Рума вытащила из холодильника масло, достала джем, приготовила чай. Отец тоже сел за стол, бросил использованный чайный пакет в чашку, залил оставшимся кипятком.
— Даду, пойдем! — Акаш потянул его за штанину. — Пойдем гулять!
— Скоро пойдем, бабу. Сначала дай мне поесть.

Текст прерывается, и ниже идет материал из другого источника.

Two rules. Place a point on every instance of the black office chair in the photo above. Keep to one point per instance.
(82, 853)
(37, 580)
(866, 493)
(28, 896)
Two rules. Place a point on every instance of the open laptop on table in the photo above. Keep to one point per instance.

Хрустя тостом, Рума рассказывала отцу о том, куда они могут поехать и что посмотреть во время его визита — она заранее проверила, как работают музеи, узнала цену билетов на концерты. В голове у нее уже выстроился план походов по театрам — практически каждый день был чем-то занят. Сама она так и не удосужилась осмотреть центр Сиэтла, но теперь, получив в распоряжение целую неделю и компанию отца в придачу, была рада наверстать упущенное.
— Прежде всего мы поднимемся на Космическую иглу, — говорила она. — И еще, конечно, надо зайти на Щучий рынок[1]. Я слышала, что недалеко от побережья есть дельфинарий, думаю, Акашу будет интересно посмотреть на рыбок, да, детка? Кстати, мы можем прокатиться на пароме через Пьюджит-Саунд, говорят, это интересно, или, может быть, поедем на день погулять в парк Виктория? Еще я выяснила, что на заводе, где собирают «боинги», можно заказать экскурсию. Тебе было бы интересно туда сходить?